No sé quizá mamá tenga razón, murmuró la joven, que al principio defendía a su marido pero empezaba a ceder. Hace poco me dijo que buscase trabajo
¡Lo ves! Doña Martínez cruzó los brazos. Ya estamos así. ¡Da miedo pensar en lo que vendrá!
¿Y por qué no iba Lucía a trabajar? Pocos pueden permitirse no hacer nada. Me extraña que Javier no lo sugiriese antes, dijo Marta.
¿Por qué lo defiendes tanto? La madre clavó la mirada en su hija.
Porque me da miedo que, con tanta presión, arruines la vida de mi hermana, explicó con calma.
No es asunto tuyo, rugió doña Martínez. Das consejos, pero Lucía merece más. Si Javier la quisiera de verdad, haría todo por su felicidad. Sin dinero ni buen físico
Lucía, boquiabierta, escuchaba las palabras de su madre.
Las críticas de doña Martínez hicieron efecto. Pronto, Lucía empezó a quejarse de Javier.
¿Estás contento con tu sueldo? preguntó a su marido.
Bastante, ¿por?
Pues yo no, negó Lucía. Deberías buscar algo mejor.
¿Mejor? Estoy bien donde estoy, respondió él, despreocupado pero algo inquieto.
¡Yo no! dijo tajante. Piso pequeño, coche normalito Nada de lo que presumir ante los vecinos.
Qué raro, antes te conformabas, reflexionó Javier. ¿Qué ha cambiado?
Nada, pero veo las cosas claras. Antes el amor me cazaba la realidad; ahora no, se justificó Lucía.
Vale, respondió él, pensando que quedaría ahí.
Pero, influenciada por su madre, Lucía siguió presionando.
Escucha, tu descontento me irrita, gruñó Javier entre dientes. Te escucho, pero no puedo hacer más.
Quiero un marido que progrese, no uno estancado, dijo ella duramente.
Pues siento no estar a la altura, respondió él, yéndose al dormitorio. ¡Haz las maletas!
¿Adónde voy? preguntó Lucía, arqueando una ceja.
Donde haya un piso bonito y un coche de lujo, dijo fríamente. No me perdonaría que pasaras la vida con un inútil como yo. Seguro que encuentras a alguien que te colme de oro y diamantes. Yo no puedo
Doña Martínez fue la primera en enterarse de que Javier había echado a Lucía.
¡Qué sinvergüenza! ¿Quién iba a pensar que haría esto? No debiste casarte con él, se enfureció la madre, maldiciendo a su yerno.
Solo le pedí que mejorase, lloraba Lucía.
No se puede esperar nada bueno de un patán. Tranquila, encontrarás mejor, y Javier se arrastrará, la consoló doña Martínez.
Sin piso ni marido, Lucía se mudó al cuarto de su madre.
¿Y ahora qué harás? le preguntó Marta, visitándolas.

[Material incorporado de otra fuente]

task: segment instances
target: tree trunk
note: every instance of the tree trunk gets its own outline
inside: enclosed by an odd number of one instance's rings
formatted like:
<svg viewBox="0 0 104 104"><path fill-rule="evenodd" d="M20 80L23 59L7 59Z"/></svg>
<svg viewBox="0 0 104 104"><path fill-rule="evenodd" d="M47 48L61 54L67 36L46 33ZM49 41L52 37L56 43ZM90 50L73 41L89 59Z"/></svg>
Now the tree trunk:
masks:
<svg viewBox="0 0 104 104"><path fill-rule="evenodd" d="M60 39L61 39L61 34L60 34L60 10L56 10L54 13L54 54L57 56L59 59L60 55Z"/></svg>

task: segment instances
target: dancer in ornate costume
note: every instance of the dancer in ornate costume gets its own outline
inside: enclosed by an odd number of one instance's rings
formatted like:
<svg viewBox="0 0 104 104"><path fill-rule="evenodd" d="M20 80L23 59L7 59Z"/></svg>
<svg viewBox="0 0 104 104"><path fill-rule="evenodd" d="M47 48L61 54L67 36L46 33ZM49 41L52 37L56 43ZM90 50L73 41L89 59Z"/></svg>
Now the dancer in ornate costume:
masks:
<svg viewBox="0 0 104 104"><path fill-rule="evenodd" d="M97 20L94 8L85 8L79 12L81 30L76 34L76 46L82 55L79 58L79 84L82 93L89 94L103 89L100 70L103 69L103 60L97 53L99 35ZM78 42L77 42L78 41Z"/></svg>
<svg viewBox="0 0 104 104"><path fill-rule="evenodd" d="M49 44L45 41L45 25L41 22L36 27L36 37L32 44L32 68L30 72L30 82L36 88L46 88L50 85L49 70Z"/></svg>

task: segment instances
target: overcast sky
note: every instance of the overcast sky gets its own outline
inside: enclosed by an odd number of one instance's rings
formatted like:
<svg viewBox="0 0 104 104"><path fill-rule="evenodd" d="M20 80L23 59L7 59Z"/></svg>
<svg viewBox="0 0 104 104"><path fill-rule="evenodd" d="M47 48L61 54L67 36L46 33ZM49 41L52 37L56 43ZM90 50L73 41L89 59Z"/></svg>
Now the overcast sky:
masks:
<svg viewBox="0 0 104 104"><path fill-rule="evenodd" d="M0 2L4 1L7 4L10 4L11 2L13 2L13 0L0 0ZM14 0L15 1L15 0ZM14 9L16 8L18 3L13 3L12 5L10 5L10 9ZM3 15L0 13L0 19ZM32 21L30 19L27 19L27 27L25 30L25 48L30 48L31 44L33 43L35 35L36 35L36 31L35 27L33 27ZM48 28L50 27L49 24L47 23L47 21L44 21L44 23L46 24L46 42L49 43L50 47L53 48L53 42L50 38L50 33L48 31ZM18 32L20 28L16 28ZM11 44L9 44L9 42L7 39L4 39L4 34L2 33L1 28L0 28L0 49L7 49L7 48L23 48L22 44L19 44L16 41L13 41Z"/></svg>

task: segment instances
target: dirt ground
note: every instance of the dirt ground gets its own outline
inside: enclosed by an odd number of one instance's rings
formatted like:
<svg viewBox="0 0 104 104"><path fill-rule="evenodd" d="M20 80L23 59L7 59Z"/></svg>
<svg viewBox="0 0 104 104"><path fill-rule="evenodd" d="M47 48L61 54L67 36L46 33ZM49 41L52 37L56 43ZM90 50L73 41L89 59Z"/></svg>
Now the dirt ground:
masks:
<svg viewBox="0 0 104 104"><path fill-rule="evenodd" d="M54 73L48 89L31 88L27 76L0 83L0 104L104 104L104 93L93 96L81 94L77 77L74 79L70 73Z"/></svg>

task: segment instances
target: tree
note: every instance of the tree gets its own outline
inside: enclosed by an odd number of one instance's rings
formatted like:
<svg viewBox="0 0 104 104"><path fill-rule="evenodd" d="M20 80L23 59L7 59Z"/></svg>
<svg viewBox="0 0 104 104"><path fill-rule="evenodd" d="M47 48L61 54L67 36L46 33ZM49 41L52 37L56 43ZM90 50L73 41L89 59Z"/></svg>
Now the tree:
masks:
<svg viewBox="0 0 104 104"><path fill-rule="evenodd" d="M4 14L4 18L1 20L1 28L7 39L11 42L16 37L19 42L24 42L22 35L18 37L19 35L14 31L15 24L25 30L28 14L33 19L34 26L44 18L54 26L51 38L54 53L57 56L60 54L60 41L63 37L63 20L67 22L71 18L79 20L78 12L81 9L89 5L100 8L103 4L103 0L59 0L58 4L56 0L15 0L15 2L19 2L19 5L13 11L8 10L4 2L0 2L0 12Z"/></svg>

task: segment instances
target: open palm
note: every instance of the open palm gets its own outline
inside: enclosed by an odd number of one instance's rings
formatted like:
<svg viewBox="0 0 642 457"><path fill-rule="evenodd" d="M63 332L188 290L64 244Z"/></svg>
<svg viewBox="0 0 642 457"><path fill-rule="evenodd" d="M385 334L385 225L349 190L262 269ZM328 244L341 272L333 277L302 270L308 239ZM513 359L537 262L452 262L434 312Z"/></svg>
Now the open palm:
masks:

Nada, respondió Lucía, absorta en su móvil.
¿Has pensado en buscar trabajo? insinuó Marta.
No. No tiene sentido. Encontraré un hombre más rico que Javier, dijo con seguridad.
¿Por qué molestar a tu hermana? Necesita descansar, defendió doña Martínez.
Durante casi dos meses, mantuvo a su hija tirada en el sofá.
Pero al final, pidió ayuda a Marta.
¿No quieres ayudar a tu hermana? preguntó doña Martínez.
¿En qué?
Económicamente. Es difícil para nosotras.
¿Quién te obligó a meterle en la cabeza lo del divorcio? Sin tu intervención, todo iría bien, dijo Marta.
¡Ay! exclamó doña Martínez, llevándose una mano al pecho. ¿Cómo te atreves? ¡Javier es un cobarde! Te pido que te vayas, ¡no quiero verte más! En vez de ayudar, criticas.
Lucía apareció entonces, plantándose frente a su hermana.
¿Defiendes al que me echó a la calle?
¡Tú tienes la culpa! Deja de escuchar a mamá
¿Vas a darme lecciones tú, que sigues soltera? estalló Lucía.
Marta negó con la cabeza y, sin ganas de discutir, se marchó.
La lección es clara: dejarse llevar por la ambición y las opiniones ajenas puede costar el amor verdadero. La felicidad no se mide en euros ni apariencias.